Beyond that, however, there’s not really a
lot that can be said about these genes that is particularly illuminating. First, the
associated genes were not enriched for any particular biochemical functions. Second, the
authors use a variety of gene expression datasets to look for any enrichment of
associations in genes with higher expression in particular parts of the brain
or cell types. And they do come up with some statistically significant
enrichments, but, to be frank, as a neuroscientist, I don’t know what to make
of that information. I think probably nothing.

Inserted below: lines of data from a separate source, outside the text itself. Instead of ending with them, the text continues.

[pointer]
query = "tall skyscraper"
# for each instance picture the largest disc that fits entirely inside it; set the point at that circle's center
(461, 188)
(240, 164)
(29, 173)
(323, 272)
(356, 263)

For example, the associated genes show
enrichment for “expression
differences in cerebellar hemisphere, at Brodmann area 9 (BA9) of the frontal
cortex, the nucleus accumbens and at Brodmann area 24 of the anterior cingulate
cortex (BA24)”. These findings rely on databases of gene expression
profiles across the brain. But most genes are expressed in many different areas
(many in all). Some are a bit higher in some areas than others, but that does
not mean their function is restricted to the areas with higher expression. Those
statistical descriptors do not reflect the true richness and dynamics of gene
expression in the brain. And the data presented in this paper are statistical
enrichments of those statistical enrichments (i.e., there’s a bit more signal
in genes that are expressed a bit more in those areas). It is highly doubtful
that the genetic effects on income (via intelligence or other psychological
traits) are mediated in any specific way (or even predominantly) by changes in
those highlighted brain areas.
The same can be said for the data on cell
type enrichments:
“Cell-type-specific analysis revealed that the expression that was
specific to the serotonergic neurons and to medium spiny neurons was associated
with income. Medium spiny neurons have previously been linked to schizophrenia,
which has a strong cognitive component and has previously been linked to
glutamatergic systems, including the N-methyl-D-aspartate receptor signalling
complex. Medium spiny neurons are a subtype of GABAergic inhibitory neurons.
Future work should examine if, like other cognitive traits, income is linked to
both GABAergic and glutamatergic systems.”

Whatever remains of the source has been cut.